Computer Accounts and Authentication Controls


Computer accounts are also security principals. Therefore, no study of Windows authentication or Windows administrator should ignore them. You should understand how computer accounts are created, how their passwords are modified, and what you can do to affect account processing.

Computer Account Creation and Passwords


If a computer account has not been prestaged (created in the Active Directory prior to the computer joining the domain), an account is created for the computer when a Windows NT 4.0, Windows 2000, Windows XP Professional, or Windows Server 2003 computer is joined to a Windows domain. The computer account is placed by default in the computer's Organizational Unit (OU) but can be moved to another OU. (Windows 95 and Windows 98 computers cannot join a domain, although users with valid domain accounts can log on to the domain from these computers.) The domain controller creates a password for the computer account, provides it to the computer, and places its hash in the Active Directory database. At all future restarts, these credentials are used to authenticate the computer to the domain and download its security policy. The password is ordinarily changed every 30 days by the computer and sent to the domain controller.

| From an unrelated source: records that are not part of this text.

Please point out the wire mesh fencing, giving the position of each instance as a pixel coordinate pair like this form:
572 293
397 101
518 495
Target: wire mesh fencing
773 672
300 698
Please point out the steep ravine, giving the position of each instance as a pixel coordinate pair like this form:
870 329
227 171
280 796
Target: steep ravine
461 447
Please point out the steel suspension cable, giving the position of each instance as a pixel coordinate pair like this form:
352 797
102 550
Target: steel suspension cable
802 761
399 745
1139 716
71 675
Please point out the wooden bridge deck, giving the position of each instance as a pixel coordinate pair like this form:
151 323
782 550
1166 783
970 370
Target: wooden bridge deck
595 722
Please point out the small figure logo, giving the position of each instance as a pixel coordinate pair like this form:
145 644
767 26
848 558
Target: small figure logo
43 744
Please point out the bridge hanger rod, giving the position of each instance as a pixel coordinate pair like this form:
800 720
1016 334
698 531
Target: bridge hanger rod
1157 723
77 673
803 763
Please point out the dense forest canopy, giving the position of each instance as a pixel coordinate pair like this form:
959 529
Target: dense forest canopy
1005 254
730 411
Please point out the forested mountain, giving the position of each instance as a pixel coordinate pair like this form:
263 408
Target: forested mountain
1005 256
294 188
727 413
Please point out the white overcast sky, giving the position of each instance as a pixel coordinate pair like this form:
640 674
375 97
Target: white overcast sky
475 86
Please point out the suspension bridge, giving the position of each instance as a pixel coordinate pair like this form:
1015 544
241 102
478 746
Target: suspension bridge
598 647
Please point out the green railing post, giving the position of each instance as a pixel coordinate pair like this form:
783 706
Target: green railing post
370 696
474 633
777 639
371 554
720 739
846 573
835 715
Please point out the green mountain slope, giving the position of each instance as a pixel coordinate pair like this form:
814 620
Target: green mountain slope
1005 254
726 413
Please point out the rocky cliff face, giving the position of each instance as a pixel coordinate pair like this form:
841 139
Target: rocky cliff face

Computer account passwords are very strong. They are created and managed by the operating system. You cannot directly modify them. However, I also have not found an application that can crack or otherwise deduce them, and even if you could determine a computer account password, you could not use this credential to "log on."

Computer Account Processing Manipulation


You can manipulate three controls that affect the computer account processing. First, by default, domain users have the right to join up to 10 computers to the domain. This user right can be extended in Group Policy by giving a group of specific users the right to join any number of computers to the domain. Second, by prestaging computer accounts, you can restrict which users can join which computers. By moving computer accounts to specific OUs, you control the security settings for the computer. Finally, you can prevent computer account passwords from changing. Although this is not a good security practice, if you have computers that are not in constant communication with their domain controllers, the computers may eventually find that they no longer have a valid password and cannot authenticate to the domain.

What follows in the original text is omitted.